There's the birds and the b's talk, the under arm hair, the private area hair, the hormones. Oh yes, the hormones. When in your little life did you ever think you'd hear that word again? I honestly only thought of hormones as the one thing that drives us into a state of sexual craving. For the most part there's some truth to that. Why else would parents make such a fuss about it?
Going through puberty once is bad enough. The awkward phase between middle and high school where you break out, smell funny, dress badly, but for some reason think you're cool. I don't know anyone who would want to relive that again. Oh wait I did.
Now hear me out. The choice to go through puberty for a second time wasn't a choice, but a need. For a number of trans people like myself it's a big step in our transition. Many people only dream of starting treatment, if of course that is what they decide to do. It's not always easy finding an affordable provider or medication. Many times people buy hormones on the black market with the hope to start their physical transition. It's a desperate act because many of us are desperate. Desperate to be ourselves.
Before I started my treatment I already felt awkward in my body. A body I didn't desire. I hated looking at myself in the mirror. I didn't want to wear anything too "revealing," and when I showered well I would pretend not to notice anything. Being naked was very difficult.
I remember once how I wished there was something I could do to choose. I dreamed of a special event where preteens would live in the body of the opposite gender for a day, and when the moon came out again they could decide what body they wanted to be in and that would be the body they'd have. If I went to bed there was only one thing I wanted to exist when I woke up. Unfortunately people don't tend to wake up in a different body (usually). Hormones were they only ticket to reaching that dream.

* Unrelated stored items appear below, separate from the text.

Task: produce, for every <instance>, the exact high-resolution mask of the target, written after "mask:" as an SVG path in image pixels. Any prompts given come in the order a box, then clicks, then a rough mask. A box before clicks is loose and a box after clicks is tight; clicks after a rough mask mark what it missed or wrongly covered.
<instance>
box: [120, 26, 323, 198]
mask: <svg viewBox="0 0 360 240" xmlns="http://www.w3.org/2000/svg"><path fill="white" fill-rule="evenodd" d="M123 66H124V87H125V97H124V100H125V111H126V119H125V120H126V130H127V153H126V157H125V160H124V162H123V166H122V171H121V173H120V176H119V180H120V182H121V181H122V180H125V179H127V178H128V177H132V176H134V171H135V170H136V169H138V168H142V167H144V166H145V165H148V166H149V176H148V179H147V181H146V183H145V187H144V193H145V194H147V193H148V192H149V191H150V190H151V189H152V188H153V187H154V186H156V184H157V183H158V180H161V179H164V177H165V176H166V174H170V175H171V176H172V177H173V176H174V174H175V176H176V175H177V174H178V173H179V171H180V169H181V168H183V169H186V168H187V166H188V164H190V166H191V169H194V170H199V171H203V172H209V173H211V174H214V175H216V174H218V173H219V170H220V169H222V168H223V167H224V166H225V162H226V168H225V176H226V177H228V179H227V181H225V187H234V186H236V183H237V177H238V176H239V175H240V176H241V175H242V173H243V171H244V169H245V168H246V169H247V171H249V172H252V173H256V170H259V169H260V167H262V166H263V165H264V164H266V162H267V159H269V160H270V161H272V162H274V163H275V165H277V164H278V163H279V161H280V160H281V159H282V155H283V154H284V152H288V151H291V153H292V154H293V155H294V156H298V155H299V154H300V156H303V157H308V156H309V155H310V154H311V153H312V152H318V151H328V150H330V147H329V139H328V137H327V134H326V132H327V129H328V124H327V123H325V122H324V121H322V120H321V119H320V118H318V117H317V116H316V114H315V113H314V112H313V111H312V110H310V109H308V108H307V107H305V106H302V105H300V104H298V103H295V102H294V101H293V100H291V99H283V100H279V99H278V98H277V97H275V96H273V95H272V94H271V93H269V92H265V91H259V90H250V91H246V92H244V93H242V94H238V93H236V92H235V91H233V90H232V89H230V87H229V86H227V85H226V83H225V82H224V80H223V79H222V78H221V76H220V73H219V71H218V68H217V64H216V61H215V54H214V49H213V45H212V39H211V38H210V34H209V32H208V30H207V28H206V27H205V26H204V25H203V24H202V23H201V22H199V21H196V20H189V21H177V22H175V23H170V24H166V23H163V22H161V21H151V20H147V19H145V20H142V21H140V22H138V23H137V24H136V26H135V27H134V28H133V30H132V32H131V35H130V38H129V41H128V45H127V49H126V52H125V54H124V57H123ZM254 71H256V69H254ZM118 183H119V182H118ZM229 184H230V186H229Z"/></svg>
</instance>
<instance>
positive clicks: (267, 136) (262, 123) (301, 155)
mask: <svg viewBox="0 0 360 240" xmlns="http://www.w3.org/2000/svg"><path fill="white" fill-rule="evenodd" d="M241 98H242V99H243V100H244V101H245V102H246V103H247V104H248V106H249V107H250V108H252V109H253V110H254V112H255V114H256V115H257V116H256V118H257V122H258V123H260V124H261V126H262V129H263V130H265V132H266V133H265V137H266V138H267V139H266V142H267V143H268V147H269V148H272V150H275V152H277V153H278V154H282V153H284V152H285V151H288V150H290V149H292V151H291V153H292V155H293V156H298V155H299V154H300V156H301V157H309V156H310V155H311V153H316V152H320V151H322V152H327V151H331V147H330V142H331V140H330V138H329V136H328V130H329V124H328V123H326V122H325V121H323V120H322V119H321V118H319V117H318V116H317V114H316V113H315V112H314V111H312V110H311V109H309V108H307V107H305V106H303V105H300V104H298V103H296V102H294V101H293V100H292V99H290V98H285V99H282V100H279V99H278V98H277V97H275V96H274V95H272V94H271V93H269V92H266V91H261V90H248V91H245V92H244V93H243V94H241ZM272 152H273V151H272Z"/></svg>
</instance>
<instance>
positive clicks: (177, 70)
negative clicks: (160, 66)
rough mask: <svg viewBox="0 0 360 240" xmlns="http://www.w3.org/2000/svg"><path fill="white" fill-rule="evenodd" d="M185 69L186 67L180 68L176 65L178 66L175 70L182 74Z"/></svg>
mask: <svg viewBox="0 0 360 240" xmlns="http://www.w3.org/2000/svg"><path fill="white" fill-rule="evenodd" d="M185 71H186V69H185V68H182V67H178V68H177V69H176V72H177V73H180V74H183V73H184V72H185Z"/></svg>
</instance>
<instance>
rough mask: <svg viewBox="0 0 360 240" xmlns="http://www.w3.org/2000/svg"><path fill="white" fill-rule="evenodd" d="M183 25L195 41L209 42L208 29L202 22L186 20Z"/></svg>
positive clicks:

If you can think back to that odd kid you where when you went through your growth spurt, well doing it a second time was much worse. I don't know if many people know what puberty was really like the first time. But by the second it doesn't take long to get sick of it. The mood swings are impossible. One minute you're feeling alright next BAM! you want to pull someone's eyes out. You go from happy to sad, mad, furious, sad, mad again, happy, enraged, anxious, mad, sad and calm. There's no middle ground. My emotions can no longer be hidden. My tongue has become sharper less patient and my eyes want to water more than ever. A real walk in the park huh?
Add that teenage sex drive or lack thereof and you have stirred a pot of outlandish shit. In the beginning my desire for sex grew smaller and smaller. When I had to adjust my dosages well my body took time to understand and my sex drive went out of control. I never did anything about it, but I noticed it. I was a dog in heat with no fix until my body could regulate my hormone intake.
Sometimes I wonder how much research most people do before starting their treatment because I did very few and to my surprise I experience a lot of pain. Yes, no one tells you what girls go through when they start puberty unless well you are a girl or a lucky girl with modern parents.
Did anyone know how much boobs hurt when the start popping out? Let me tell you they hurt like a lot. My chest is constantly sore. I turn in bed and I want to cry. People hug me and I'm in pain. My boobs are tender puffs, sore, possibly swollen and always in pain. It means they are growing and haven't stopped. I think God, I just want boobs!
Puberty the second time is a bitch. My transition of course if completely worth it and unique to me. The things I had to once learn when I went through puberty the first time I have to relearn. Body positivity isn't easy, but it's necessary. I've almost reached a year of hormone treatment and this ride is far from over. Yeah, there's the other kicker. Second puberty is just as long if not longer than first puberty. I guess that's what makes it a journey worth something.